Find Continuity of f_α Along Negative X-Axis

[Samuelb88]

Homework Statement

Find a branch of $w=z^{1/2}$ which is continuous along the negative x-axis.

The Attempt at a Solution

The book proves that the principle square root function $|z|^{1/2} \big( \cos(\theta/2) + i \sin(\theta/2) \big)$, where $-\pi < \theta \leq \pi$ is discontinuous along the negative x-axis.

I've defined a new branch of the square root function $f_\alpha (z) = |z|^{1/2} \big( \cos(\theta/2) + i\sin(\theta/2) \big)$, where $\alpha < \theta \leq \alpha + 2\pi$. I know the principle square root function is discontinuous along the negative x-axis because the limit as the principle square root function is path dependent as $(r,\theta)$ approaches an arbitrary negative number $r_0 e^{i \theta_0}$. What's the best way to proceed from here? Should I choose an $\alpha$ such that $f_\alpha$ can only approach the negative x-axis one way?

 

[Dick]

Homework Statement

Find a branch of $w=z^{1/2}$ which is continuous along the negative x-axis.

The Attempt at a Solution

The book proves that the principle square root function $|z|^{1/2} \big( \cos(\theta/2) + i \sin(\theta/2) \big)$, where $-\pi < \theta \leq \pi$ is discontinuous along the negative x-axis.

I've defined a new branch of the square root function $f_\alpha (z) = |z|^{1/2} \big( \cos(\theta/2) + i\sin(\theta/2) \big)$, where $\alpha < \theta \leq \alpha + 2\pi$. I know the principle square root function is discontinuous along the negative x-axis because the limit as the principle square root function is path dependent as $(r,\theta)$ approaches an arbitrary negative number $r_0 e^{i \theta_0}$. What's the best way to proceed from here? Should I choose an $\alpha$ such that $f_\alpha$ can only approach the negative x-axis one way?

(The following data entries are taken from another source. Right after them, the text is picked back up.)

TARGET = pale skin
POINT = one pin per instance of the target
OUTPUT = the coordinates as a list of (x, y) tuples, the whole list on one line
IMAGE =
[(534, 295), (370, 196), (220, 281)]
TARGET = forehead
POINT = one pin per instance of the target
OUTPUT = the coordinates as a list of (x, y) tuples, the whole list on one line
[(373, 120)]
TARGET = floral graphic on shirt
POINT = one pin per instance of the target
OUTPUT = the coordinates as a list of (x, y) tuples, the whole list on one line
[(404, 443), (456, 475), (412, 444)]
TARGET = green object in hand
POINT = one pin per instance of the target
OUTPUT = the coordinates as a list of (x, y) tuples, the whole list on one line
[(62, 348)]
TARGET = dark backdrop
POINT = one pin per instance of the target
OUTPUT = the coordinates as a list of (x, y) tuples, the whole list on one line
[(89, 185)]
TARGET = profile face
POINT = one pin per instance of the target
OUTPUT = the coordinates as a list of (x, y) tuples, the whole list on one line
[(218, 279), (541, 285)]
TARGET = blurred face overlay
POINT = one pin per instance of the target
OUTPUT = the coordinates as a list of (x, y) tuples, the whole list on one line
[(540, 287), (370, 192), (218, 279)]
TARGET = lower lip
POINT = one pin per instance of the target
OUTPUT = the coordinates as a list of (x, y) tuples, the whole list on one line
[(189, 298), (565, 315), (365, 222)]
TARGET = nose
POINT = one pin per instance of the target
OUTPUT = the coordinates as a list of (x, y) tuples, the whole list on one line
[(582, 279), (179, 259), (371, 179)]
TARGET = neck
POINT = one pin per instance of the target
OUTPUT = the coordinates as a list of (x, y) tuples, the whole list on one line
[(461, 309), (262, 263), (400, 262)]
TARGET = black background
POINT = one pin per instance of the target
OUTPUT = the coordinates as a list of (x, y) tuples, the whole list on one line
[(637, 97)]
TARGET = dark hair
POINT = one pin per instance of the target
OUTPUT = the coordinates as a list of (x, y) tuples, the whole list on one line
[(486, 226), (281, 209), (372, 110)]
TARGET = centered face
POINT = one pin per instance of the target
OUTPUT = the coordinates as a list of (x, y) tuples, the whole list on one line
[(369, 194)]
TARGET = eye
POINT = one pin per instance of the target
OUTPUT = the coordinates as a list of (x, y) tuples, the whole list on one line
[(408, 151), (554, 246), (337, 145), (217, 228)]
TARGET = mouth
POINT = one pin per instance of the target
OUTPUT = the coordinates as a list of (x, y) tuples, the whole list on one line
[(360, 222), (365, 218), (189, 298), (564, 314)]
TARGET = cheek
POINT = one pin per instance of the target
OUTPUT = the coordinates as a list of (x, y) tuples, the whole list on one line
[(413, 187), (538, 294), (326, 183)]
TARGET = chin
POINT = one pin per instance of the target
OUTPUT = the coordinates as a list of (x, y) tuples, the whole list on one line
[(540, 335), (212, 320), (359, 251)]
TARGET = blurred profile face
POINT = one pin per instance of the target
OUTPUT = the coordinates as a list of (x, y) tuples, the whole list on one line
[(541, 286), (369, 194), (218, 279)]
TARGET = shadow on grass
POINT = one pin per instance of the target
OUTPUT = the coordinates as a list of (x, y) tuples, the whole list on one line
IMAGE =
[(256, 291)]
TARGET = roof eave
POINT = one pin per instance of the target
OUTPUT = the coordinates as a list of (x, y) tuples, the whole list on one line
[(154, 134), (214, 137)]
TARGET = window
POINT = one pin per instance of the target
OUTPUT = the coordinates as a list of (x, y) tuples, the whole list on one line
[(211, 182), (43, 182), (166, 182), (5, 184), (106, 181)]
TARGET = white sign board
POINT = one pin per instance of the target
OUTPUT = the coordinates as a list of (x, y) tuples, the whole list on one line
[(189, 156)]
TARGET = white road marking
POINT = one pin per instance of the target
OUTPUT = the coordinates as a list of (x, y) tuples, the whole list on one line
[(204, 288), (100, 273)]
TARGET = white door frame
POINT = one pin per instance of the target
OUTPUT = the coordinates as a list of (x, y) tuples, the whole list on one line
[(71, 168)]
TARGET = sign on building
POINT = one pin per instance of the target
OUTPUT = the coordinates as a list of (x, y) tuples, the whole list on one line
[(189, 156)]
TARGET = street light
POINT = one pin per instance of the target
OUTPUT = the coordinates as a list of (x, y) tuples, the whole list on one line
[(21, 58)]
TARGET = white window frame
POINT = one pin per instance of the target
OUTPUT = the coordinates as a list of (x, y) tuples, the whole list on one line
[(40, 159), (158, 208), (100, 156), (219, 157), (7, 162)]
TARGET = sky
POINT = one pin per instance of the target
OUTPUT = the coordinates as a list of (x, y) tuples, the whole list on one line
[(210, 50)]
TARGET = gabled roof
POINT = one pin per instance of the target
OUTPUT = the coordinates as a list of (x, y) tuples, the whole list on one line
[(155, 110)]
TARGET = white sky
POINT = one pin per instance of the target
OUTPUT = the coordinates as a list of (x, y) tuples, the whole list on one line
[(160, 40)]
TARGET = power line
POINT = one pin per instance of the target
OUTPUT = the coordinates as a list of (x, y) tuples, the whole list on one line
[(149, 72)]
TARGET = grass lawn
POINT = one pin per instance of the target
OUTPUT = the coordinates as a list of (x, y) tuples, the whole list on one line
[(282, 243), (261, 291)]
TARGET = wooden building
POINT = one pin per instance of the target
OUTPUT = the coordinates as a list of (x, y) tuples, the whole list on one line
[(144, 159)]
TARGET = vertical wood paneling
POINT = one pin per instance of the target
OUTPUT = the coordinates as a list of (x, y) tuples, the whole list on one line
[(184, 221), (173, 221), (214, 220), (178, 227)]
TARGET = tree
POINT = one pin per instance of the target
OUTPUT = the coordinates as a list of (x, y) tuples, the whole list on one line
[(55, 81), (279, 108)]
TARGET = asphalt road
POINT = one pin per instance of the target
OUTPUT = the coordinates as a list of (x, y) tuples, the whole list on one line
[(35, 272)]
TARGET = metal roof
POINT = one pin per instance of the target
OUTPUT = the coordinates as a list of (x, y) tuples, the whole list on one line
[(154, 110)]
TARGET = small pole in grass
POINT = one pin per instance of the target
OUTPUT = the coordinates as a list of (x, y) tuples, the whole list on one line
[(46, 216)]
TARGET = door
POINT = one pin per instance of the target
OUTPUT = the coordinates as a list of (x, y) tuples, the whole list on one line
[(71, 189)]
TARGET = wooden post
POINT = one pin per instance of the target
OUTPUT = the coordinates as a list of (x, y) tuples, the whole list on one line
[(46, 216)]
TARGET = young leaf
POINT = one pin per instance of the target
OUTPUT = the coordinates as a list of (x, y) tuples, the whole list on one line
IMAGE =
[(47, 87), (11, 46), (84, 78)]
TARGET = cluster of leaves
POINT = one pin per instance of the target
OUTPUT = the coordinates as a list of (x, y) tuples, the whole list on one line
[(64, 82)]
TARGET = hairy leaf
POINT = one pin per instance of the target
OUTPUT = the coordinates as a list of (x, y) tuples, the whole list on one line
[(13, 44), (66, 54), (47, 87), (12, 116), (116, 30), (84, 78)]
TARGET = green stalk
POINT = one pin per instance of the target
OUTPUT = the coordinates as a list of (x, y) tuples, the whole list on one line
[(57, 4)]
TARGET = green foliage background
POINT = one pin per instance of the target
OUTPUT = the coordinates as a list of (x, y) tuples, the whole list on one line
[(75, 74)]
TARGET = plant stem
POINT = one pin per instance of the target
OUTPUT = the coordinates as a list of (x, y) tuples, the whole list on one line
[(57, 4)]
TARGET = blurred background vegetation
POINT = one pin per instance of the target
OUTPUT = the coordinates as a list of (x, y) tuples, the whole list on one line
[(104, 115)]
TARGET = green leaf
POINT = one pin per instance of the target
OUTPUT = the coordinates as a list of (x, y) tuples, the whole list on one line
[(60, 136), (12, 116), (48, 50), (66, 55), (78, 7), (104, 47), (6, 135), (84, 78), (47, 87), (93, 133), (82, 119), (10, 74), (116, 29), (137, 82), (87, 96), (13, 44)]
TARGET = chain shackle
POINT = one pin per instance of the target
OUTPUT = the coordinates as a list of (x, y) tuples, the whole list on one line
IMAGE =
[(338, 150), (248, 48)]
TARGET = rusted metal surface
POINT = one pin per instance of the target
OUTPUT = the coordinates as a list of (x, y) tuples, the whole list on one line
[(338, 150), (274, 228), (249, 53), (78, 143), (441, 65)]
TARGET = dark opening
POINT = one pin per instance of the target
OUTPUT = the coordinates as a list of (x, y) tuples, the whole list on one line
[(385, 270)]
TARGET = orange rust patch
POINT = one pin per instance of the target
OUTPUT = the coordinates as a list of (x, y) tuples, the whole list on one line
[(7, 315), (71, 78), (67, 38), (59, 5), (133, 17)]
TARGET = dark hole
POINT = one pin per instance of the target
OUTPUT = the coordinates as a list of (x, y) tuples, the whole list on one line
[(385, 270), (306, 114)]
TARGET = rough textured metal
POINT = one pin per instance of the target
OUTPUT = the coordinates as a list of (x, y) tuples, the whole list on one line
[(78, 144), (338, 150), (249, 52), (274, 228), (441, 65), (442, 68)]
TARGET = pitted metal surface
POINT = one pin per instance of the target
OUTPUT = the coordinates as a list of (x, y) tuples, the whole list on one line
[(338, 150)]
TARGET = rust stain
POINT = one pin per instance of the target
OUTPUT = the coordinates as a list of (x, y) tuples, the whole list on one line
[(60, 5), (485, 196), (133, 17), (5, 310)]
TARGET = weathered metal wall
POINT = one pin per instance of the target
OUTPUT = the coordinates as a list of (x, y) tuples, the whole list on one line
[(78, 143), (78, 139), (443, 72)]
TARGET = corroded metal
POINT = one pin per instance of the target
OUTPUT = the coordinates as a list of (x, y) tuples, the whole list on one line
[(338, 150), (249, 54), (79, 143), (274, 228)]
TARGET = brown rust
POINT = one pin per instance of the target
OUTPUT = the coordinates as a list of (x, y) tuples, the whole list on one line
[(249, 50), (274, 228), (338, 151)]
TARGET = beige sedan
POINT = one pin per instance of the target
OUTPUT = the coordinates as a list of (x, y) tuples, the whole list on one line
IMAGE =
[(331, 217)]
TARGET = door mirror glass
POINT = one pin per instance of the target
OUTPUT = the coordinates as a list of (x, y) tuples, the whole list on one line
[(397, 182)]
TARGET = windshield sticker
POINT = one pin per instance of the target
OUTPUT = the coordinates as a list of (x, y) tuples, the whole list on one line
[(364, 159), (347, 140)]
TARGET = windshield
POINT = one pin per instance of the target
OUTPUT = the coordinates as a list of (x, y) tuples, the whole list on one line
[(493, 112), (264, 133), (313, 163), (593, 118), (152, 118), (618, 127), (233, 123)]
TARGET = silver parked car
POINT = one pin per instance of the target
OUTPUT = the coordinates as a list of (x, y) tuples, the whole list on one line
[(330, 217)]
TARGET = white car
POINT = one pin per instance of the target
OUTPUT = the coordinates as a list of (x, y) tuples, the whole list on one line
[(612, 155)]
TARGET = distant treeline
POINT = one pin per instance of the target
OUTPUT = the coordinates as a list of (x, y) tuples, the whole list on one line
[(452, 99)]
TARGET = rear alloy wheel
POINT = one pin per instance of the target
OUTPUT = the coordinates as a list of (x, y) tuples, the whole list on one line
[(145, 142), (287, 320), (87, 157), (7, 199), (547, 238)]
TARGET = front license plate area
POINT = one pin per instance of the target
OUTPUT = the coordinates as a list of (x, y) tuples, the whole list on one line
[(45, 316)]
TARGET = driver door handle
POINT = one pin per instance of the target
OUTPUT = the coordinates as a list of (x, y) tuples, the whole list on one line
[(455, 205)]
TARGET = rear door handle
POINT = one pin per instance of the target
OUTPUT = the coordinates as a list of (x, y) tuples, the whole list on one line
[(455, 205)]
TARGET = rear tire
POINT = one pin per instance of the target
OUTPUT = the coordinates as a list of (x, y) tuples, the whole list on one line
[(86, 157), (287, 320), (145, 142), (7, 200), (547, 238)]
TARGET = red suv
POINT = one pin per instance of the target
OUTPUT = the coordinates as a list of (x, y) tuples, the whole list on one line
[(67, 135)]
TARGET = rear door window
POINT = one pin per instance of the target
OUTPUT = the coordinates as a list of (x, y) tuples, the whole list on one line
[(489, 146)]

There's a lot of choices for alpha. Why not pick alpha=0? Where is the discontinuity now?

 

[Samuelb88]

Along the positive x-axis. I understand how I should approach the problem now. Nonetheless, thank you for your help! My book hid the fact that branches are discontinuous along their branch cuts at the end of an example.